La maison de Randal Thom est à l'image de sa passion : le milliardaire y est de toutes les pièces et de toutes les étagères, où s'empilent un nombre impressionnant de bibelots pro-Trump. Dans une cuisine en désordre, des étiquettes "Trump" et "Pence" traînent sur la table, enfouies sous une pancarte "Finissez le mur". Sur le côté de l'évier ? Un soda, mais pas n'importe lequel : un "Trump Tonic".
Le bureau s'apparente, lui, à un autel, où tout (ou presque) rend hommage au président. Sur des murs en bois, le fan a disposé deux grands portraits de lui-même, capturés lors de meetings. Mais la toile qu'il préfère est une immense photo de son "héros", soigneusement accrochée sur le mur d'en face. Le supporter a même disposé une photo de son chien, Donald J. Trump, évidemment dédicacée par le président du même nom. Il s'est aussi offert Just The Tweets, un ouvrage compilant tous les messages publiés par le président américain sur Twitter.
Le clan des convaincus
Randal Thom, qui gagne en moyenne 25 000 euros par an, reconnaît toutefois que sa passion pour le président n'est pas sans conséquence. "Ces derniers temps, j'ai davantage poursuivi Trump que travaillé. Ma famille est un peu inquiète", confie, le ton rieur, le quinquagénaire. "70% de mes revenus partent dans les dépenses pour les meetings. Mais ça me donne de l'espoir, de la joie en plus.
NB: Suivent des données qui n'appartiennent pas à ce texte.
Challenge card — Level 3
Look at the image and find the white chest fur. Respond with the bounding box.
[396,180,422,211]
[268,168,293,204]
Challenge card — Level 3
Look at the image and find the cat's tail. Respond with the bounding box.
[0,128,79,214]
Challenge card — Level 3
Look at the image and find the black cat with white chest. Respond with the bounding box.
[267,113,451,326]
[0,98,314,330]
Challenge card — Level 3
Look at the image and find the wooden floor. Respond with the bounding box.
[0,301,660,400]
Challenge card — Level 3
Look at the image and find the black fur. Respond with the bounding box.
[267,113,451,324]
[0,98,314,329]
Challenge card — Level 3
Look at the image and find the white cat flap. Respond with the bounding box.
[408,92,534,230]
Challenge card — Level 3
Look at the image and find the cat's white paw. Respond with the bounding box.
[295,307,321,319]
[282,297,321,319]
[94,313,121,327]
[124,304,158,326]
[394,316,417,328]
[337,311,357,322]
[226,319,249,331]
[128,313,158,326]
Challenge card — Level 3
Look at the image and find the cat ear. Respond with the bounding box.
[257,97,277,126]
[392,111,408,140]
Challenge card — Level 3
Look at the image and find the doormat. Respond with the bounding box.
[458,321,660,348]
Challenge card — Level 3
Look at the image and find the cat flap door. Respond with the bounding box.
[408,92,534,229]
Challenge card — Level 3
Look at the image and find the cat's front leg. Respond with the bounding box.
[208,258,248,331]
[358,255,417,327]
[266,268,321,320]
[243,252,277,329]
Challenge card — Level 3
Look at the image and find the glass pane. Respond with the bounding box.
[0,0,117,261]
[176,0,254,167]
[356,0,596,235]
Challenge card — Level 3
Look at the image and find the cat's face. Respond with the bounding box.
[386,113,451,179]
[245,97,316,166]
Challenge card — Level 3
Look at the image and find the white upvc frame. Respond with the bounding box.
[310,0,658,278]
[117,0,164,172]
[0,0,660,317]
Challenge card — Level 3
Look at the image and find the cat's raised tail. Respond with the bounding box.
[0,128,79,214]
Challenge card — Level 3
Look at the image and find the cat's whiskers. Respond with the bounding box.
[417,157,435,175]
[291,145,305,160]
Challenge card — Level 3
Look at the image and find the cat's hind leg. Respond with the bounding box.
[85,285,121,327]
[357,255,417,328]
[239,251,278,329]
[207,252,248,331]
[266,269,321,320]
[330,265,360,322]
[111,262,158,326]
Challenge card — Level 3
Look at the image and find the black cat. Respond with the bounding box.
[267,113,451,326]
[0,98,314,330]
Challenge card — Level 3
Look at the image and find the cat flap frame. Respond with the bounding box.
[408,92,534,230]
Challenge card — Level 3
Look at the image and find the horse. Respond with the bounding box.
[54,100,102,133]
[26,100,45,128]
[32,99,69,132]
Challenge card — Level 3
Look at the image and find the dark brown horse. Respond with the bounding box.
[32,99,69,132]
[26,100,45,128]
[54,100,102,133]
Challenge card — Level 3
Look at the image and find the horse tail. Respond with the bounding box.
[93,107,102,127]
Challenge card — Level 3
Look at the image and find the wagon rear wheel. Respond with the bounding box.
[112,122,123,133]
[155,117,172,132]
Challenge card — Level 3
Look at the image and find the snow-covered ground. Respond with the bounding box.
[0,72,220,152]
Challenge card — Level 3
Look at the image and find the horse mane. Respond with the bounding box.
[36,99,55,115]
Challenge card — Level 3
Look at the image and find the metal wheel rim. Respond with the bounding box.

En fait, ça me rend bien plus heureux", détaille-t-il, en lâchant : "Trump, c'est ma drogue". "Il en fait parfois un peu trop, il ne peut pas s'offrir tous ces voyages", abonde sa sœur Carole, qui habite non loin de là et garde un œil sur les activités de son cadet. "Mais il est vrai que ces meetings le rendent extrêmement heureux. Vous savez pourquoi ? Il se fait de nouveaux amis. Il rencontre et aide des gens."
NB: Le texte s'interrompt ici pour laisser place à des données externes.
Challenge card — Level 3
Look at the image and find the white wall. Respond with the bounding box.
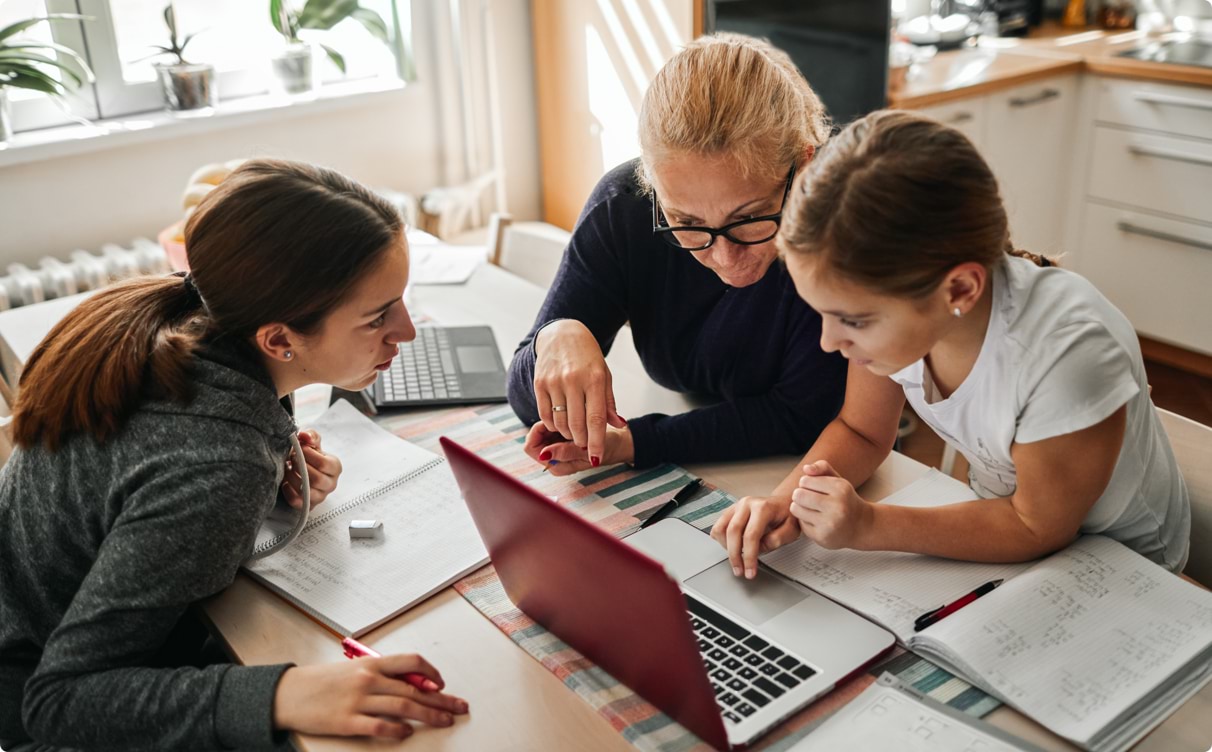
[0,0,539,266]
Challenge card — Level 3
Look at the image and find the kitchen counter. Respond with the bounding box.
[888,24,1212,109]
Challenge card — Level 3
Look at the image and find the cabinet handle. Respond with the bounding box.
[1115,220,1212,251]
[1128,143,1212,166]
[1010,89,1061,107]
[1133,91,1212,109]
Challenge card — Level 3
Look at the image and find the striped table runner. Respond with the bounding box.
[381,405,1000,752]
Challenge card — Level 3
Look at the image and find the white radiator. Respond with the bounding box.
[0,238,171,311]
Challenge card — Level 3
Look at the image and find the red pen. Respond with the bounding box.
[913,580,1002,632]
[341,637,441,691]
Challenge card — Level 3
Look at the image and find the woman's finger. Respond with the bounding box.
[534,381,560,433]
[761,515,800,551]
[303,446,341,478]
[522,422,564,460]
[726,499,750,577]
[741,505,770,580]
[548,392,576,439]
[606,369,627,428]
[564,388,593,448]
[358,693,455,727]
[584,377,610,467]
[343,714,413,739]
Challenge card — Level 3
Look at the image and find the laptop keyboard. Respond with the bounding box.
[682,593,816,723]
[382,326,463,401]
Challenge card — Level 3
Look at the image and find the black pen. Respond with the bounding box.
[640,478,703,530]
[913,580,1002,632]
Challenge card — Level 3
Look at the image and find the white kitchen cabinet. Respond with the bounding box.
[920,97,988,150]
[984,75,1077,255]
[1080,201,1212,353]
[921,75,1076,255]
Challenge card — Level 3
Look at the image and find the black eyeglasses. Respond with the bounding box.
[652,165,795,251]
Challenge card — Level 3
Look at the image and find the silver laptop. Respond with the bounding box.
[371,326,507,408]
[441,437,894,748]
[624,519,896,746]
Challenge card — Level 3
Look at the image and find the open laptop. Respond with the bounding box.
[441,437,896,750]
[371,326,505,408]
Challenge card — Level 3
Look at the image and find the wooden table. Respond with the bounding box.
[0,261,1212,752]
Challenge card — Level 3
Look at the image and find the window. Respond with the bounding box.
[0,0,97,131]
[0,0,411,131]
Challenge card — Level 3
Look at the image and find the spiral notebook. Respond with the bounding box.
[245,400,488,637]
[762,471,1212,752]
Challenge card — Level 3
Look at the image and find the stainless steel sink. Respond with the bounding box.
[1116,38,1212,68]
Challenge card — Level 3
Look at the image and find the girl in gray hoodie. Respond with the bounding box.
[0,160,467,751]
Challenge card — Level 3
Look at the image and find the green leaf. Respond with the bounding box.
[0,65,67,97]
[299,0,358,29]
[0,13,90,41]
[164,2,177,40]
[320,45,345,73]
[353,7,388,44]
[0,47,84,86]
[0,41,96,84]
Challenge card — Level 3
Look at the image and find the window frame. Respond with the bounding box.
[4,0,416,132]
[8,0,99,133]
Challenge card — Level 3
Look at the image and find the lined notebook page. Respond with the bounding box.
[789,674,1040,752]
[255,399,439,551]
[922,536,1212,744]
[762,469,1030,643]
[248,403,488,637]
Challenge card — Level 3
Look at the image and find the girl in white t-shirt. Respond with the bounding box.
[711,112,1190,577]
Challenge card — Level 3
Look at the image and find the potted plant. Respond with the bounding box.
[0,13,93,143]
[269,0,388,95]
[143,2,218,114]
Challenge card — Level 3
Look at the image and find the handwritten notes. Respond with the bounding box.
[248,401,487,637]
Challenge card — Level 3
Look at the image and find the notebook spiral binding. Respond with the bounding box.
[252,457,446,556]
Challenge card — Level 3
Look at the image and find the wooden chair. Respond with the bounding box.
[1157,408,1212,586]
[0,378,12,467]
[488,212,572,290]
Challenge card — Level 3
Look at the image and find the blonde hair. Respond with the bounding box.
[776,110,1054,298]
[638,34,830,190]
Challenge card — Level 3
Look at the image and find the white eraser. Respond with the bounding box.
[349,519,383,537]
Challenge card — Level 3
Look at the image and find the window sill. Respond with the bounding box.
[0,78,406,169]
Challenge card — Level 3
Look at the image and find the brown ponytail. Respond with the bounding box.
[777,110,1052,297]
[13,160,404,451]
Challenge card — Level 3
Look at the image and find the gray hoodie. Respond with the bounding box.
[0,342,295,750]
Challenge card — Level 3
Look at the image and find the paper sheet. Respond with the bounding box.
[408,243,488,285]
[789,674,1034,752]
[248,401,488,637]
[762,469,1030,643]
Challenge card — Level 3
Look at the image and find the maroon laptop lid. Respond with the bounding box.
[441,437,728,750]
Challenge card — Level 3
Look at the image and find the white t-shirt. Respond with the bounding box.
[892,256,1191,571]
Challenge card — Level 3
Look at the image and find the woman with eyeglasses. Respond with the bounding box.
[509,34,846,474]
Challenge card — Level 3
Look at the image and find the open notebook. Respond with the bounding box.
[762,471,1212,751]
[245,400,488,637]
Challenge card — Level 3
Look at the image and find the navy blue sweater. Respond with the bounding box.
[509,161,846,467]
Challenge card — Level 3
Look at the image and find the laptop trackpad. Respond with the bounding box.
[455,346,497,374]
[685,560,807,625]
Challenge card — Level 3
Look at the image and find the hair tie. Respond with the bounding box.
[173,272,206,308]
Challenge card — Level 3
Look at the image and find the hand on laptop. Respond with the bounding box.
[711,496,800,580]
[522,422,635,475]
[274,655,468,739]
[282,428,342,509]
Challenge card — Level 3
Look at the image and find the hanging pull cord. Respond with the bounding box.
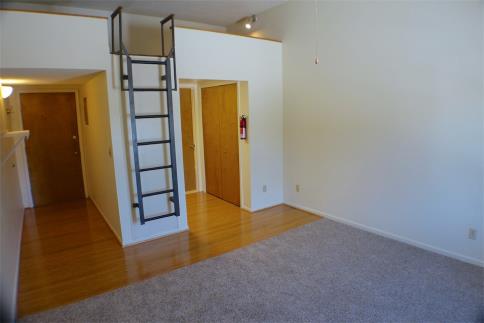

Randal Thom échange quotidiennement sur Facebook avec d'autres supporters du président, comme Sydney, rencontrée 24 heures plus tôt dans l'Arizona. Il plaisante aussi avec Danielle, une Républicaine de l'Iowa, rencontrée lors d'un meeting, qui vient de se teindre les cheveux en roux, pour "la vague rouge" espérée le 6 novembre. Et quelques heures plus tôt, Erica l'a appelée pour le convier au prochain rassemblement du président. "Randal, tu me manques ! Ramène tes fesses dans le Wisconsin !" Dans sa course aux meetings, Randal a réussi à former un joyeux cercle de supporters et amis "du premier rang" vivant entre le Minnesota et l'Iowa. Ils se retrouvent régulièrement autour d'un verre, ou dans le salon de l'un d'entre eux, pour parler de leur sujet préféré : Donald Trump. Ce dimanche, c'est Cindy Hoffman qu'il rejoint au Federal Pub, un bar sans prétention d'Hudson (Iowa), situé tout de même à trois heures de route de Lakefield.
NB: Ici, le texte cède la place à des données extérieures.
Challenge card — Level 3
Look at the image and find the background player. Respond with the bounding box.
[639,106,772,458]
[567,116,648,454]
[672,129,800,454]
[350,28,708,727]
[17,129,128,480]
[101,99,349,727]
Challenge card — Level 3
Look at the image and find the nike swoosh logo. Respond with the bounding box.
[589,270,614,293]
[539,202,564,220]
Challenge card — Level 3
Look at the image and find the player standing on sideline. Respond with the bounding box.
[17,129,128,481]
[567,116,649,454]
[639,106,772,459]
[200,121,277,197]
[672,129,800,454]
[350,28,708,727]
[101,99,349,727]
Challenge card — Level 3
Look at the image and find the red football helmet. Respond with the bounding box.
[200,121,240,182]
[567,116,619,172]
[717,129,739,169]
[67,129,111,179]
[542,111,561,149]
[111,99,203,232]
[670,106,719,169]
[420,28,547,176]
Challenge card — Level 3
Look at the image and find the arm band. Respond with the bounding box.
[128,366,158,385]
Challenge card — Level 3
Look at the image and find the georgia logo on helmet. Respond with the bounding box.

Depuis leur rencontre en plein meeting, en juillet 2016, ces deux pro-Trump ont suivi ensemble 18 rassemblements de leur idole. Et depuis, une vingtaine d'irréductibles se sont joints à eux. Personne ne se connaissait il y a encore trois ans, mais chacun, en solo, participait aux meetings de leur champion dans l'Iowa. "On avait le même enthousiasme", raconte Randal Thom, bière à la main.
Au troisième meeting où nous nous sommes croisés, on s'est dit : 'Allons-y ensemble !' Je suis comme ça, moi : assez solitaire chez moi, mais très sociable en meeting. J'essaie de m'y faire des amis. Parce que les gens là-bas sont sympas !
Son amie Cindy ne le contredit pas. "Quand je suis allée à mon premier meeting, j'ai eu l'impression que j'étais en famille. Avec Randal, on s'aime, on s'engueule, c'est comme s'il faisait partie de ma famille !" avance-t-elle. Les deux complices, devenus de plus en plus proches au fil des rassemblements, portent le même tee-shirt "Front Row Joe" revêtu par Randal Thom lors du meeting de Mesa. "On est toujours les premiers sur place aux meetings", s'amuse la supportrice.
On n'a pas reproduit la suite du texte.